Multicellular systems, from bacterial biofilms to human organs, form spatial patterns and interfaces to achieve complex functionality, promising applications like programmable biomaterials, artificial tissues, and metabolic consortia. Our ability to rationally engineer such active matter is still limited. My lab recently developed the first synthetic and optogenetic approaches to control cell-cell and cell-surface adhesion for bacterial self-assembly [Glass, Cell 2018] and patterning (‘Biofilm Lithography’) [Jin, PNAS 2018]. I will discuss the biophysical characterization of these tools and their applications to investigate cooperative antibiotic responses in biofilms.
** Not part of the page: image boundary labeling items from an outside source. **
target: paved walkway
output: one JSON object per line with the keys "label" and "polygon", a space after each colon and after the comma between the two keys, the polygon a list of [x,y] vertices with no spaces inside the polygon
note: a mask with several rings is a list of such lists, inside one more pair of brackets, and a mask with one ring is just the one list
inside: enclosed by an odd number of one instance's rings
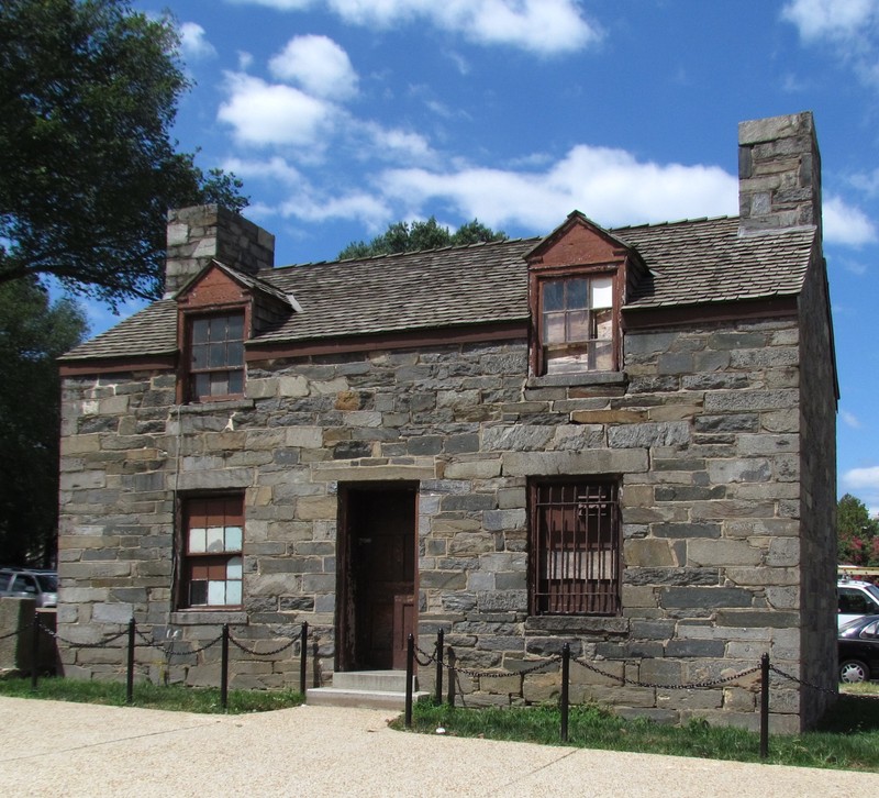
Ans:
{"label": "paved walkway", "polygon": [[0,784],[27,796],[869,796],[877,774],[404,734],[391,712],[205,716],[0,698]]}

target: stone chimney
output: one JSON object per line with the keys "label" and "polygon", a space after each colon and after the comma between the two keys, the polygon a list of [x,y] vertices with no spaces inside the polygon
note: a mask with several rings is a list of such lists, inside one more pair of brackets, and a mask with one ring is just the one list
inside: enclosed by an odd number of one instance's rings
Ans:
{"label": "stone chimney", "polygon": [[821,155],[812,112],[738,124],[739,234],[814,225]]}
{"label": "stone chimney", "polygon": [[168,211],[165,297],[174,296],[211,261],[256,275],[275,266],[275,236],[216,204]]}

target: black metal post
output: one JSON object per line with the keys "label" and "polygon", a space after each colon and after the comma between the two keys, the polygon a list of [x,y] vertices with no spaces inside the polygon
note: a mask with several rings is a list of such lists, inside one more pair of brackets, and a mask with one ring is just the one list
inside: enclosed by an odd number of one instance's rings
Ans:
{"label": "black metal post", "polygon": [[415,676],[415,635],[405,642],[405,728],[412,728],[412,680]]}
{"label": "black metal post", "polygon": [[134,701],[134,619],[129,621],[129,669],[125,680],[125,702]]}
{"label": "black metal post", "polygon": [[229,707],[229,624],[223,624],[222,657],[220,663],[220,706]]}
{"label": "black metal post", "polygon": [[769,756],[769,654],[760,657],[760,758]]}
{"label": "black metal post", "polygon": [[37,664],[40,662],[40,618],[34,611],[34,622],[31,627],[31,689],[36,691]]}
{"label": "black metal post", "polygon": [[299,634],[299,691],[305,695],[305,674],[308,673],[309,622],[302,621]]}
{"label": "black metal post", "polygon": [[443,702],[443,639],[445,632],[441,629],[436,633],[436,706]]}
{"label": "black metal post", "polygon": [[568,742],[568,676],[570,674],[570,643],[561,647],[561,742]]}

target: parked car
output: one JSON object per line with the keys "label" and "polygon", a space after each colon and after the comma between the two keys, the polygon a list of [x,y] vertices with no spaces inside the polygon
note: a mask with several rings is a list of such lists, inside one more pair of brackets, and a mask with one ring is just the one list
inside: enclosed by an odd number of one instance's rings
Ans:
{"label": "parked car", "polygon": [[839,681],[879,678],[879,614],[849,621],[839,630]]}
{"label": "parked car", "polygon": [[58,606],[58,575],[54,570],[0,568],[0,598],[32,598],[37,607]]}
{"label": "parked car", "polygon": [[879,587],[859,579],[839,579],[836,583],[837,625],[842,628],[849,621],[864,616],[879,614]]}

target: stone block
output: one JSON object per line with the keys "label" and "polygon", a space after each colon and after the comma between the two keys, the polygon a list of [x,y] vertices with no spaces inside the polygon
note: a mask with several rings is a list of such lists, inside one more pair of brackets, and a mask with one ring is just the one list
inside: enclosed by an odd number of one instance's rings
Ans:
{"label": "stone block", "polygon": [[541,452],[554,433],[553,426],[488,426],[482,431],[482,448],[487,452]]}
{"label": "stone block", "polygon": [[[730,587],[666,587],[659,592],[659,603],[667,609],[750,607],[750,590]],[[745,625],[745,624],[726,624]]]}
{"label": "stone block", "polygon": [[675,555],[668,541],[654,539],[628,540],[623,544],[624,561],[626,567],[665,567],[674,566]]}
{"label": "stone block", "polygon": [[760,563],[763,555],[763,551],[746,541],[701,539],[687,541],[689,566],[753,566]]}
{"label": "stone block", "polygon": [[446,479],[492,479],[500,476],[501,459],[452,461],[445,466]]}
{"label": "stone block", "polygon": [[507,476],[576,476],[642,474],[648,469],[646,448],[590,450],[588,452],[515,452],[503,455]]}
{"label": "stone block", "polygon": [[690,424],[686,421],[626,424],[608,430],[608,443],[612,448],[676,446],[689,440]]}

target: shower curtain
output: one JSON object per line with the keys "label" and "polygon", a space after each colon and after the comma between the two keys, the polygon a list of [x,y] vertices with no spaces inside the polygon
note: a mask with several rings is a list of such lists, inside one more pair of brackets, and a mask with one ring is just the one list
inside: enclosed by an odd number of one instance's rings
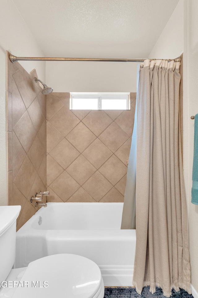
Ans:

I will then demonstrate a synthetic 4-bit cell-cell adhesin logic to experimentally program and mathematically model universal two-dimensional interface patterns [Kim Nature 2018]. These interfaces are generated through a swarming adhesion mechanism that enables precise control over interface geometry as well as adhesion-mediated analogs of developmental organizers and morphogen fields. Utilizing tiling and four-color mapping concepts, I present algorithms for creating versatile target patterns. Remarkably, a minimal set of four adhesins suffices to program arbitrary tessellation patterns, implying a low critical threshold for the engineering and evolution of complex multicellular systems.